The Sony Alpha A7R III is the new version of what has been one of Sony’s most popular cameras recently. The mirror-less camera has not changed much in terms of design and is a bit more compact than most DSLR, though it packs the same features or more. The camera offers a great grip and even with a heavy zoom lens, like the FE 4/24-105 one used by me in the review, it stays stable in your hand. The body is packed with dials and custom buttons and there seem to be more than two ways to do something. There is a good recoil one you click, almost to make you believe this could be a DSLR with a mirror flicking inside.
There is so much about the Sony Alpha A7R III that it is impossible to cover all aspects. I will stick to a few elements that impressed me and would be the primary reason for picking up a camera like this.
42.4MP full-frame CMOS sensor|ISO 100-32,000, ISO 50-102,400|Hybrid AF with 399 phase-detection points|5.5-stop in-body IS| 10fps continues shooting|Sony E-mount lenses compatibility
The 42.4MP Sony Alpha A7R III offers a very versatile auto-focus system that is good enough to cover most use cases you might have. It does not have as many AF points as some other cameras these days, but with the right mode you will be able to manage some stunning results. I was lucky in a garden at Ambala Cantonment capturing a bee headed for pollen heaven. After a while, I discovered that you can use the touchscreen to select where you want the camera to focus. But this is not that obvious as the screen is not touch otherwise.
Mirrorless cameras are supposed to be really good with the low light given their extremely high ISO ranges. The Sony Alpha A7R III is no different and can give you good photos even when you are in pitch darkness. Also, this means this camera is really good at capturing anything that is happening at night. I capture some full moon photos while on the move on the Grand Trunk Road — capturing the lunar spectacle at full zoom from a moving car.
The Sony Alpha A7R III can also be really fast. Even with single shot mode on, I got some good action photos. The continuous shooting is also a galloping horse, but you will need a really good card to be able to take in this stream of photos.

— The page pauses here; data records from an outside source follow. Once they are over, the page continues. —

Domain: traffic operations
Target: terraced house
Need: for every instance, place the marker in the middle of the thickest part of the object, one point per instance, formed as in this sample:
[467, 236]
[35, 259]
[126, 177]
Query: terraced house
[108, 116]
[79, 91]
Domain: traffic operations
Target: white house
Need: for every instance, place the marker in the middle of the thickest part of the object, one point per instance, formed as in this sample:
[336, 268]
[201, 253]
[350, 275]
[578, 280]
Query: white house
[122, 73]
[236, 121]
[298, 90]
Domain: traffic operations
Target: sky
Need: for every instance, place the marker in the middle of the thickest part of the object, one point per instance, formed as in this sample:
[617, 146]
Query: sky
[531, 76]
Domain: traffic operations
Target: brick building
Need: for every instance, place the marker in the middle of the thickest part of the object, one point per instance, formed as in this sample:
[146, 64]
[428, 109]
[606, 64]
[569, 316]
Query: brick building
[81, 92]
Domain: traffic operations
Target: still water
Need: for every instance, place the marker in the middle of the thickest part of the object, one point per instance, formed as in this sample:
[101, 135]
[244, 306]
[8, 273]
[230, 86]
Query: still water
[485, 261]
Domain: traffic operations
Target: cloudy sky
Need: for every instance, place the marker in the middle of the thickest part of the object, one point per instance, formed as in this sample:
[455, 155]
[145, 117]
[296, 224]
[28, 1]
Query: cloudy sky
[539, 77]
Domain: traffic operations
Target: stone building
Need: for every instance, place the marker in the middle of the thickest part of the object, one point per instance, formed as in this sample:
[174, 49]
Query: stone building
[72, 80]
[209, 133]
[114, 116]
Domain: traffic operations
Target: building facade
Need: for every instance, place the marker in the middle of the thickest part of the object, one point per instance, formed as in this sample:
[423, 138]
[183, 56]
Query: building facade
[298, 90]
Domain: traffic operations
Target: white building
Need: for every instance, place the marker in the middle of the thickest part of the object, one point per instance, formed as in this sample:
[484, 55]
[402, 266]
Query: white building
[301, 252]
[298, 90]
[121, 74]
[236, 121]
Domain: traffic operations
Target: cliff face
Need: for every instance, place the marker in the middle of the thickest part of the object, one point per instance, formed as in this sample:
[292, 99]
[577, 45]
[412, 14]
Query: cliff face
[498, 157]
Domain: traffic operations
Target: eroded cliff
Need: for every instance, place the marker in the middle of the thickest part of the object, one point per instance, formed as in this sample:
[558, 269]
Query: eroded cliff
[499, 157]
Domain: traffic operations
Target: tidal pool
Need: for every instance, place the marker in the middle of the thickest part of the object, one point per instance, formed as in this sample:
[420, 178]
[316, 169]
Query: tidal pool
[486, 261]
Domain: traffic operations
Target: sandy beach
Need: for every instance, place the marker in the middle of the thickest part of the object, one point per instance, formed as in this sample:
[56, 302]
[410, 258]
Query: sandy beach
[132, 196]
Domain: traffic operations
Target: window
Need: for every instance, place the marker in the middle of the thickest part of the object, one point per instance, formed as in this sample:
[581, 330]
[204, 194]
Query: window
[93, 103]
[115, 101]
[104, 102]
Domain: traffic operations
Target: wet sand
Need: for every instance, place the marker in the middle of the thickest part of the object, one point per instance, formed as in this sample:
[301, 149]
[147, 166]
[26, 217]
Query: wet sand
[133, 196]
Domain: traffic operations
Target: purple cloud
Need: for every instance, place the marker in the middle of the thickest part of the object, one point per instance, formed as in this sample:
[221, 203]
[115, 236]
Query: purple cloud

Also, the camera offers good slow-motion that too at a different frame and bit rates. The camera also offers a stunning 4K video which will put any video camera to shame.
The Sony Alpha A7R III is also one of the easiest cameras when it comes to smart connectivity. Like the rest of the camera, here too there are multiple options, via the Sony Play Memories app. I used the Bluetooth transfer feature — the link is made easy via a simple QR code scan on the phone — to transfer photos when I was on a drive and send the images to my office in Delhi. This is the easiest smartphone connectivity I have seen in large cameras. Also, you can easily control the camera with your phone.
The Sony Alpha A7R III is a pretty complicated camera, because the menu hides a lot of great features. There are pages after pages of stuff you can do, but it will take ages for you to find those. Thankfully, there is favorites tab which you can use to filter the ones you use the most. The viewfinder is great, especially when you framing a picture for clarity, but at times the visual looked a bit unnatural and too electronic for my liking.
The Sony Alpha A7R III is easily one of the best cameras you can buy at the moment. I think we are slowly coming to a point where professional cameras don’t need to be traditional full frame DSLRs. The time of the mirrorless camera has truly come and the Sony Alpha A7R III is the proof.